Le premier Etat-nation de l’histoire, c’est la France, puis l’Angleterre. C’est Jeanne d’Arc qui l’inaugure : la fille du peuple, son émanation, qui rend au souverain sa couronne, c’est un symbole très fort. Il y a quelque chose en France qui relève de l’anticorps à la globalisation naturelle, du fait de notre histoire. C’est normal que la globalisation fasse beaucoup plus mal chez nous qu’ailleurs.

Donc oui, mes travaux s’appuient sur Lasch, dont l’œuvre est vraiment prophétique. Ce que l’on trouvera sous ma plume, c’est l’effort de relier ces analyses des effets politiques, sociologiques, économiques de la globalisation à notre histoire.

 

Est-ce que vous pensez que, comme en 1789, nous nous dirigeons vers une guerre civile, ou du moins vers des troubles importants ?

GB : Oui, je le crains. Tout démocrate et tout patriote doit faire tout ce qui est en son pouvoir pour l’éviter. La guerre civile a déjà tant de fois déchiré la France. Il serait donc irresponsable de penser que c’est une issue impossible. Le passé nous enseigne ce qui s’est déjà produit mais il nous enseigne aussi que rien n’est jamais inéluctable.
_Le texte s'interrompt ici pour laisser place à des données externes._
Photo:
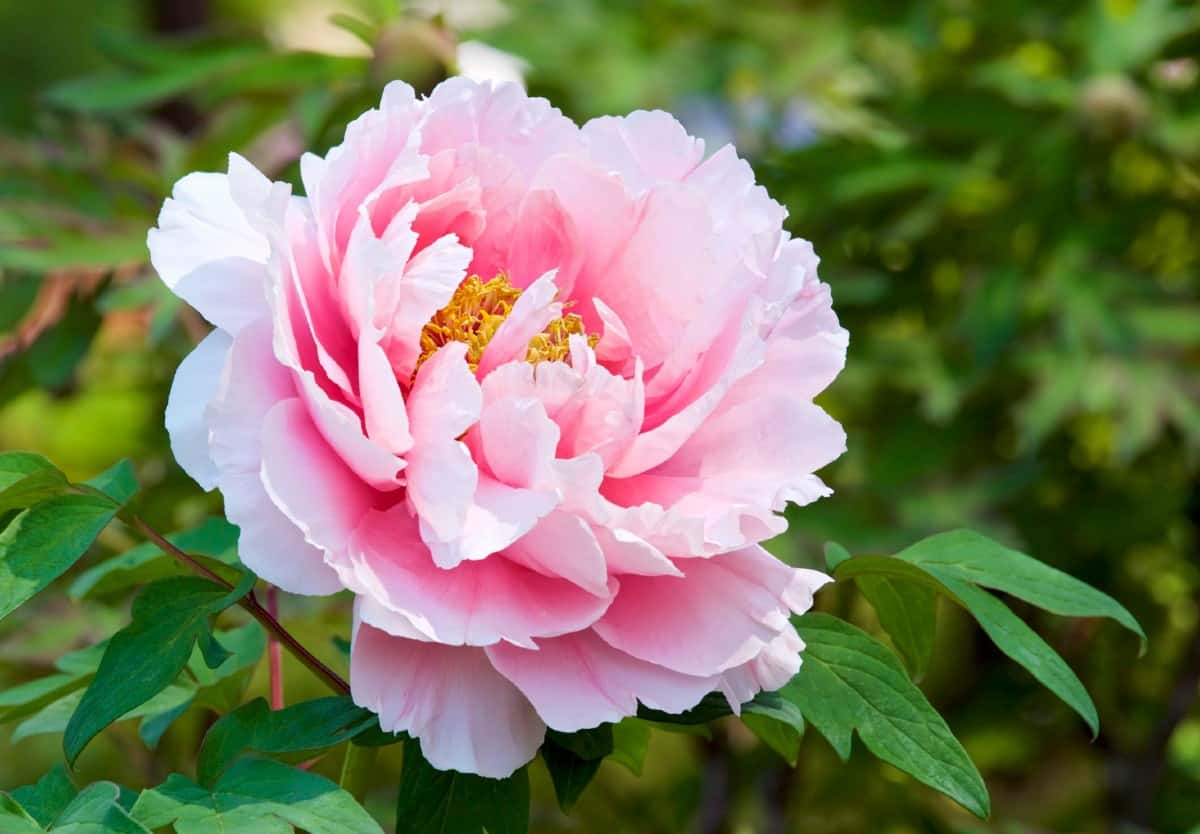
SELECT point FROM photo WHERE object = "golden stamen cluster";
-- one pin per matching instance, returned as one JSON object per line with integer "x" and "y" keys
{"x": 478, "y": 309}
Il faut se méfier des projections, et de ce péché actuel qui consiste à concevoir uniquement l’avenir comme une extension du présent, c’est-à-dire à vouloir tout modéliser. La crise du Covid-19 l’illustre très bien : on s’appuie sur les big data pour anticiper la futur, et on croit qu’on est en mesure d’appréhender ce qui va arriver. Gouverner c’est prévoir, et donc aussi prévoir que tout demeure toujours imprévisible. C’est toujours l’imprévisible qui surgit. Et l’histoire offre souvent un meilleur guide que l’intelligence artificielle.

Après avoir redistribué 90 milliards d’euros aux banlieues, après avoir fait de notre mieux pour accueillir des gens qui venaient de pays pauvres et dictatoriaux, après leur avoir offert la liberté et l’éducation, mais aussi la santé gratuite, avoir fait autant d’efforts pour être l’un des pays les plus ouverts du monde, on récolte le mépris et la haine. L’on est tenté de dire que la situation est objectivement dangereuse. Une guerre civile ne se limiterait pas pour autant à un affrontement entre musulmans et chrétiens, ce sera globalement le fait d’une majorité silencieuse qui n’en peut plus.

La France est un pays qui a inscrit la valeur de fraternité au fronton de ses édifices publics. Nous sommes aussi un peuple très exogame, il y a beaucoup de mariages mixtes par exemple. Mais la fraternité est une notion réversible. C’est le psychanalyste Jacque Lacan qui disait qu’il faut se méfier de la fraternité, car les frères peuvent devenir féroces. Lacan adorait les néologismes et avait fabriqué celui de « frèroces ».

Il ne faut pas souhaiter que nos compatriotes deviennent féroces à l’égard des gamins qui se félicitent de la décapitation de Samuel Paty, mais le risque est là. Le risque est d’autant plus fort qu’à chaque fois que dans notre histoire une minorité a essayé de s’accaparer un territoire, de faire du sécessionnisme, du séparatisme, cela s’est très mal terminé pour la minorité en question. Je ne vous renvoie pas à ce qui est arrivé aux collabos, aux Albigeois, ou à ce qui s’est passé à la Saint-Barthélemy. Personne n’en parle mais tout le monde a ce sinistre scénario en tête. Je pense aussi que la peur instillée par les Renaud Camus ou Marine Le Pen est extrêmement anxiogène. Or, la peur est mauvaise conseillère. Les Français doivent reprendre confiance en leur destin, dans leurs forces et dans leurs chances de redresser leur nation. Et pour cela, il faut promouvoir des capacités montantes, et se débarrasser de petits marquis depuis longtemps grotesques, mais devenus odieux et dangereux.